AI-Hypercomputer/maxtext

PGLE doesn't work for Tensor Parallelism

Opened this issue · 3 comments

We observed good overlap with FSDP + PGLE:
Bq7PCuqyJbygSuL. Turning on and off PGLE makes a big difference here.

However, with TP + PGLE:
7nGeZQwG5Un84P3

There is no performance improvements. Computation and communications are completely exposed.

Here is the command:
switch to lance-405b-clean branch

python3
MaxText/train.py MaxText/configs/models/gpu/llama3.1_405b.yml hardware=gpu
run_name=maxtext-llama3.1-405b steps=10 max_target_length=4096 model_name=llama3.1-405b
enable_checkpointing=false attention=cudnn_flash_te dataset_type=synthetic
async_checkpointing=false base_output_directory=gs://lancewang-dev-supercomputer-testing/maxtext_gpu
logits_dot_in_fp32=false use_iota_embed=true ici_tensor_parallelism=8 dcn_fsdp_parallelism=32
dcn_pipeline_parallelism=1 per_device_batch_size=1 num_layers_per_pipeline_stage=16 weight_dtype=bfloat16
remat_policy=save_qkv_proj profiler=xplane skip_first_n_steps_for_profiler=5
base_num_decoder_layers=126

Here are the xla flags:
--xla_gpu_graph_level=0 --xla_gpu_enable_latency_hiding_scheduler=true --xla_gpu_enable_triton_gemm=false
--xla_gpu_enable_highest_priority_async_stream=true --xla_gpu_all_reduce_combine_threshold_bytes=536870912
--xla_gpu_all_gather_combine_threshold_bytes=536870912 --xla_gpu_reduce_scatter_combine_threshold_bytes=536870912
--xla_gpu_enable_pipelined_all_gather=true --xla_gpu_enable_pipelined_reduce_scatter=true
--xla_gpu_enable_pipelined_all_reduce=true --xla_gpu_enable_while_loop_double_buffering=true
--xla_disable_hlo_passes=rematerialization --xla_gpu_enable_pgle_accuracy_checker=false
--xla_gpu_enable_triton_softmax_fusion=false --xla_gpu_enable_all_gather_combine_by_dim=false
--xla_gpu_enable_reduce_scatter_combine_by_dim=false

Here are the env variable:
NCCL_SHIMNET_GUEST_CONFIG_CHECKER_CONFIG_FILE=/usr/local/nvidia/lib64/a3plus_guest_config.textproto
NCCL_FASTRAK_PLUGIN_ACCEPT_TIMEOUT_MS=600000
JAX_ENABLE_PGLE=true
JAX_REMOVE_CUSTOM_PARTITIONING_PTR_FROM_CACHE_KEY=true
JAX_DEBUG_LOG_MODULES=compiler

The image we built on Oct 22nd.

@Tixxx do you know what the issue is?

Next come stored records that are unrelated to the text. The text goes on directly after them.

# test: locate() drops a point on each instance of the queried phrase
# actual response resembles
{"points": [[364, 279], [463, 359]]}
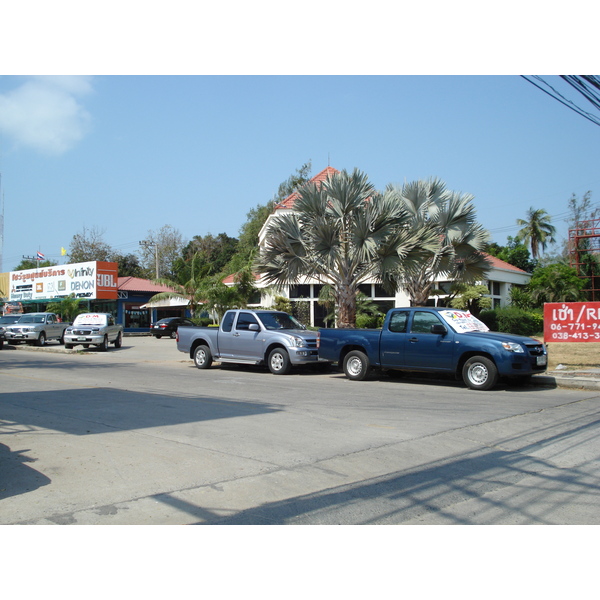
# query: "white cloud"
{"points": [[45, 113]]}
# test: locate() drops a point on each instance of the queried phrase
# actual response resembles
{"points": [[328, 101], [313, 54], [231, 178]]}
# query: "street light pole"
{"points": [[149, 244]]}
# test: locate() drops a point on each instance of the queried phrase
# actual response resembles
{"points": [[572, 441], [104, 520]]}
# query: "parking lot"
{"points": [[138, 435]]}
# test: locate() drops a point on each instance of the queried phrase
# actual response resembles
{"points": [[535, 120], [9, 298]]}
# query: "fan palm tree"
{"points": [[536, 230], [344, 233], [459, 256]]}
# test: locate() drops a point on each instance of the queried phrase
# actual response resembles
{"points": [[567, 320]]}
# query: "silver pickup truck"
{"points": [[36, 328], [251, 337], [94, 329]]}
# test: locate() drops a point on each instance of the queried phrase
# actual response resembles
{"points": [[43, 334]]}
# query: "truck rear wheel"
{"points": [[480, 373], [202, 357], [357, 365], [279, 362]]}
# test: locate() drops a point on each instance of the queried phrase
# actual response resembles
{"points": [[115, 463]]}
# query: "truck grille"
{"points": [[535, 349]]}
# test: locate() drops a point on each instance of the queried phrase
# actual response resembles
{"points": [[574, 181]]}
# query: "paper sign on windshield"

I'm trying to reproduce this issue myself still.

I cannot access the screenshot above, it says page not found. Just a preliminary guess, the combiner threshold might introduce more data dependencies, so we usually tune it down if the collective is a combined one with a lot of data dependencies.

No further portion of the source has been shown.